Assuming that $$y$$ is a function of $$x$$, implicit differentiation (Simpson says: “by putting the whole equation into fluxions”) leads to $$2a^4 x = 3(x^2 + y^2)^2 (2x + 2yy')$$. But we have to make $$y' = 0$$, so $$2a^4 x = 3(x^2 + y^2)^2 (2x)$$. Thus $$\frac{a^2}{3} = x^2 + y^2$$, which in turn becomes $$\frac{a^6}{3\sqrt{3}} = (x^2 + y^2)^3$$. Since $$(x^2 + y^2) = a^4 x^2$$, we can conclude that $$\frac{a^6}{3\sqrt{3}} = a^4 x^2$$, whence

$$x = \frac{a}{\sqrt{3\sqrt{3}}}$$.

Replacing this value in the original expression we get

$$y = a \sqrt{\frac{2}{3\sqrt{3}}}$$.

An alternative approach, also presented in Doctrine, goes as follows: Taking the cube root we arrive at $$a^\frac{4}{3} x^\frac{2}{3} = x^2 + y^2$$, thus $$y^2 = a^\frac{4}{3} x^\frac{2}{3} - x^2$$. Consequently, $$2yy' = \frac{2}{3} a^\frac{4}{3} x^\frac{-1}{3} - 2x$$, i.e.
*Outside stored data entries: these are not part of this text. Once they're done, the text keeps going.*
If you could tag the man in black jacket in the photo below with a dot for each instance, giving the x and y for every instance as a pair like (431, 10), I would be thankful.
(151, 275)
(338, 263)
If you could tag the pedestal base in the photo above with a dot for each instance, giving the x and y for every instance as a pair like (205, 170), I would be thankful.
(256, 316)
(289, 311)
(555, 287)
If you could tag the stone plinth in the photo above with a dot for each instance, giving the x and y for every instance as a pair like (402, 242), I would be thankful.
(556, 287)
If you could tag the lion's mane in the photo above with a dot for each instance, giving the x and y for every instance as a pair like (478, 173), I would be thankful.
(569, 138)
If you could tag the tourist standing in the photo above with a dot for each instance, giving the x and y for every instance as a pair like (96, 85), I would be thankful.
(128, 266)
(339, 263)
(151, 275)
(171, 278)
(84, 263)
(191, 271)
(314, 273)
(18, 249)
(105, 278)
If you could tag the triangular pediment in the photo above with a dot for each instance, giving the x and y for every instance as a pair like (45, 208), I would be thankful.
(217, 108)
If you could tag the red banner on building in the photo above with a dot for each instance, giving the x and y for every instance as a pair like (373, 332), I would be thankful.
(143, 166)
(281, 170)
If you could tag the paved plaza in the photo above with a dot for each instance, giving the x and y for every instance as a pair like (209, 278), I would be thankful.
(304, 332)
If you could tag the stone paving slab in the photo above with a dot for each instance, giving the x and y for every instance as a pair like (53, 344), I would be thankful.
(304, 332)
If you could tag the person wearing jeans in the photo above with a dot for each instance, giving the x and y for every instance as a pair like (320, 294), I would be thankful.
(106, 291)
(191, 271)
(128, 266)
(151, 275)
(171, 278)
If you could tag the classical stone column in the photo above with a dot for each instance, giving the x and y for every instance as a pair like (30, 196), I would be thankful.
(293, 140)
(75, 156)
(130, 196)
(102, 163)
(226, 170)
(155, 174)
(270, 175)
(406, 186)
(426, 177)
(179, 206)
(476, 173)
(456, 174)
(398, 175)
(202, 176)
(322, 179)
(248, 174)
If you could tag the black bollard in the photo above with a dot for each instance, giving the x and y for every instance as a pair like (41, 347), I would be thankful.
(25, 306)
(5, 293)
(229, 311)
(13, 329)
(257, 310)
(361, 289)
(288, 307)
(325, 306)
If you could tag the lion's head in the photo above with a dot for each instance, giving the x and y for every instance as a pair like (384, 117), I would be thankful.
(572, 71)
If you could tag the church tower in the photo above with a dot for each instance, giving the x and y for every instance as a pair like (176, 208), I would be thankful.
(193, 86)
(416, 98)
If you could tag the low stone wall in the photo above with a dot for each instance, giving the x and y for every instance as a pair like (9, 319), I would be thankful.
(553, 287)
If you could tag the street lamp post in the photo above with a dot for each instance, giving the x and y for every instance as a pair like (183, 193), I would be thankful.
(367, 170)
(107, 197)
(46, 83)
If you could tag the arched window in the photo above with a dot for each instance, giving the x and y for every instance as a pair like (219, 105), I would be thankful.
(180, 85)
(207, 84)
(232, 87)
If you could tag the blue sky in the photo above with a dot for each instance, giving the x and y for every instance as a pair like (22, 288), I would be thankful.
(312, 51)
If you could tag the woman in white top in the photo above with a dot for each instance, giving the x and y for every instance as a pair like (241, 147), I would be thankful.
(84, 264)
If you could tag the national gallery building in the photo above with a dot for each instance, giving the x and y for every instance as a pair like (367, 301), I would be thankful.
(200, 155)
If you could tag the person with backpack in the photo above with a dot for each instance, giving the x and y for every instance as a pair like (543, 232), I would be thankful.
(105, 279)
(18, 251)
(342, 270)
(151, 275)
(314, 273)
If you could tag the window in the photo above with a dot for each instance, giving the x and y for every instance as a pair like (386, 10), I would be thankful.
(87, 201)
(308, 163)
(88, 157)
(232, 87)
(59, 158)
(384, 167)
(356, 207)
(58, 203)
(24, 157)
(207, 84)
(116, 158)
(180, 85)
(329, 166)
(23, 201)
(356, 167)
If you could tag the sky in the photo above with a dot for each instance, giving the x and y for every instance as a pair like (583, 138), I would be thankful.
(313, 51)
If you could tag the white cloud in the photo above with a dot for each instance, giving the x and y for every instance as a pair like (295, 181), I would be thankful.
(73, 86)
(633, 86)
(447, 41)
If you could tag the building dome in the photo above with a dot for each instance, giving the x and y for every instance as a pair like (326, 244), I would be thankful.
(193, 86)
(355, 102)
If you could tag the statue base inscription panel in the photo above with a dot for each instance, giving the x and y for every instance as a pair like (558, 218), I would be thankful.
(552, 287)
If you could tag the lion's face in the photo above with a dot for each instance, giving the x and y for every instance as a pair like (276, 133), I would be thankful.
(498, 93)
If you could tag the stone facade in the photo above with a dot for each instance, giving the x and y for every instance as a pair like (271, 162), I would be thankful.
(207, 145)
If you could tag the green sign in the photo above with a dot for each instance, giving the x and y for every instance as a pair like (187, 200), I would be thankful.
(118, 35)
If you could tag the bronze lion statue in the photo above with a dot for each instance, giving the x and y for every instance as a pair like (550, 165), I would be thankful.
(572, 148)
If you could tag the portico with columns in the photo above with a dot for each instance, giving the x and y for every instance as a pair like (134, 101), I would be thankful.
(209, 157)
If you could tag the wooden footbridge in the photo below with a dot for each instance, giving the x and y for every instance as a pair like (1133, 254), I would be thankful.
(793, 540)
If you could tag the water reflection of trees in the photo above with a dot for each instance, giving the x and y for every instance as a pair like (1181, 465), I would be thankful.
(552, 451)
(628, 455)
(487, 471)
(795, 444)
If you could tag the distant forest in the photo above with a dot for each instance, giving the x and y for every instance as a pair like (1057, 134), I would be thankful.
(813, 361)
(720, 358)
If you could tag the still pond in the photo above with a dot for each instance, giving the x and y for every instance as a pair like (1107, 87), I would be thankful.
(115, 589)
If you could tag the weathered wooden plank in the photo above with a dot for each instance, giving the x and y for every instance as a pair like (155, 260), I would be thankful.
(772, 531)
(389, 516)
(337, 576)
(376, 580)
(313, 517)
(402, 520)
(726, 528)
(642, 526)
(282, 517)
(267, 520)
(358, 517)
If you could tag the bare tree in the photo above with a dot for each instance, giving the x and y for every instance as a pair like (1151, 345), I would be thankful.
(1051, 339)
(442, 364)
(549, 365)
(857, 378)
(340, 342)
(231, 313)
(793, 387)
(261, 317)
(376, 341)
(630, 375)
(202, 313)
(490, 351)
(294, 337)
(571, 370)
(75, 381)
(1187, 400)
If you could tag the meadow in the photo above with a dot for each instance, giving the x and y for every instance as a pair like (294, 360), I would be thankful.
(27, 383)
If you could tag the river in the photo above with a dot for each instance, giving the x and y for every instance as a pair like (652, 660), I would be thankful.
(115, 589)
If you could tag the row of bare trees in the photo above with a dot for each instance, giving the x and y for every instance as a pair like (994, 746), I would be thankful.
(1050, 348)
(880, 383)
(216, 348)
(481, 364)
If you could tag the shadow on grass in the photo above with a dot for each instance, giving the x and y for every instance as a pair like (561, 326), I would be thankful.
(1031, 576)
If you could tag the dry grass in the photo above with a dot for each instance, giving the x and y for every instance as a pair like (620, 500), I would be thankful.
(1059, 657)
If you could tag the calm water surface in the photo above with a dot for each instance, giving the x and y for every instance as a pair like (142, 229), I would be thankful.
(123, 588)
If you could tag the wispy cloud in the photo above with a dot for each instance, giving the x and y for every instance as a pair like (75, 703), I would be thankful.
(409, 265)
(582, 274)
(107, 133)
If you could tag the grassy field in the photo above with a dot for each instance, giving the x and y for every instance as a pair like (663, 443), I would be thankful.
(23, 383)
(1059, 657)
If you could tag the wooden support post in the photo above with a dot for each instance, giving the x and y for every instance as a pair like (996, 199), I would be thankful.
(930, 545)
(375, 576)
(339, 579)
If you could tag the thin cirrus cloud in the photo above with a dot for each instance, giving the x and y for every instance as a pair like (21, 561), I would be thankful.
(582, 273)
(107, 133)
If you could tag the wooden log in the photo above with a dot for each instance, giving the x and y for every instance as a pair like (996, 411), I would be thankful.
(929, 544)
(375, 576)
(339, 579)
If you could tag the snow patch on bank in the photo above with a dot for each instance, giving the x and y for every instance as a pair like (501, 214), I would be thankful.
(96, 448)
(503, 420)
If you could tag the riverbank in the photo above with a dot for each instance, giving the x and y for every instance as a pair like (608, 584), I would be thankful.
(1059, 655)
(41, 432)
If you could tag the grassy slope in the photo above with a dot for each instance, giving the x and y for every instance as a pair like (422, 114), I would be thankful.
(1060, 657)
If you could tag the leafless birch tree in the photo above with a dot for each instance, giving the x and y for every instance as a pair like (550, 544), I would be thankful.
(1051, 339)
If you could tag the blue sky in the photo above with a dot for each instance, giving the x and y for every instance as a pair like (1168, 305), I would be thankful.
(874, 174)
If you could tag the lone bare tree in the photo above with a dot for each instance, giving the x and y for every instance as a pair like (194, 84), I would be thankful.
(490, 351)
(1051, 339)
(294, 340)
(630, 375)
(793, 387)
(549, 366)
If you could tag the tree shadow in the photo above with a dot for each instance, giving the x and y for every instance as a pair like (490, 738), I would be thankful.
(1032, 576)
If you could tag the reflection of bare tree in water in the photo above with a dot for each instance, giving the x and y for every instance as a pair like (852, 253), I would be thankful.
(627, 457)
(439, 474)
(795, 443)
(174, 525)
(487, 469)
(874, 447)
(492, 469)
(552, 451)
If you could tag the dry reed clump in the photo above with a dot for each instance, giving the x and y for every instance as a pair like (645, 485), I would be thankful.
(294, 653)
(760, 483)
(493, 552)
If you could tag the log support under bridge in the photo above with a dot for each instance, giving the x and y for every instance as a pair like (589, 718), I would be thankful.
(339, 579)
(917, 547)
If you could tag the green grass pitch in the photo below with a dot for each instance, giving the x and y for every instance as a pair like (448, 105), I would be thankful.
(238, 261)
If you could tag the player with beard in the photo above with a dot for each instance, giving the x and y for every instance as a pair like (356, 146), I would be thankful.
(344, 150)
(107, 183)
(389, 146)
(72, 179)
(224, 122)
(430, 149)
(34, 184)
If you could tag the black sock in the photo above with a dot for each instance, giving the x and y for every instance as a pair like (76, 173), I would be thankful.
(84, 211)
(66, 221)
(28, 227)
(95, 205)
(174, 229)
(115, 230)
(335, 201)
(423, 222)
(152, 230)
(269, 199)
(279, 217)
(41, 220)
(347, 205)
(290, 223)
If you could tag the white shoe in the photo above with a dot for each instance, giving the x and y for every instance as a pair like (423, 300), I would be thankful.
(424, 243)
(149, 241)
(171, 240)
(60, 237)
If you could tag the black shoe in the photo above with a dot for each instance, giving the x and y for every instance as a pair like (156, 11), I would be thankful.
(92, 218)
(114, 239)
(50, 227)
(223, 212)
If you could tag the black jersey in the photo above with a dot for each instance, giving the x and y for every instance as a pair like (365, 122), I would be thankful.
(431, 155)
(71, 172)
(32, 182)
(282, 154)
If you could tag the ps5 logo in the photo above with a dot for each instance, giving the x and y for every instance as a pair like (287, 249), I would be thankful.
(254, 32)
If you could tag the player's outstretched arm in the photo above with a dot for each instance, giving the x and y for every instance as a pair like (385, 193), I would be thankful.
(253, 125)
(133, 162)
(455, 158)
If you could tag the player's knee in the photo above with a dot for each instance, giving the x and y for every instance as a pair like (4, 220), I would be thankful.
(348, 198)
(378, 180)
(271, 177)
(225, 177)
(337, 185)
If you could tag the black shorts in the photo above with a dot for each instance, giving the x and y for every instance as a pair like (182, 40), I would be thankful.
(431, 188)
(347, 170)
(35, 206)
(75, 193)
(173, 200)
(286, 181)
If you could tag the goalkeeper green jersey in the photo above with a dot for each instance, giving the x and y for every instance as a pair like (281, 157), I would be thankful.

$$y' = \frac{\frac{2}{3} a^\frac{4}{3} x^\frac{-1}{3} - 2x}{2y}$$.

Making $$y' = 0$$, it follows that $$\frac{2}{3} a^\frac{4}{3} x^\frac{-1}{3} - 2x = 0$$, hence

$$x = \frac{a}{\sqrt{27}} = \frac{a}{3\sqrt{3}}$$.

Remark: An aspect not considered by Simpson is whether a maximum is actually attained by $$y$$ at

$$x = \frac{a}{3\sqrt{3}}$$.

First of all, let us note that he is undoubtedly working with the “positive part” of $$y$$ defined by

$$y = \sqrt{(a^4x^2)^\frac{1}{3} - x^2}, x \le a$$.

This function adopts the value zero at $$x = 0$$ and $$x = a$$, and is positive on $$(0,a)$$. There is just one critical point, namely

$$x = \frac{a}{3\sqrt{3}}$$.

Hence $$y$$ attains its greatest value at this point.

Editor’s Note: This article was published in 2005.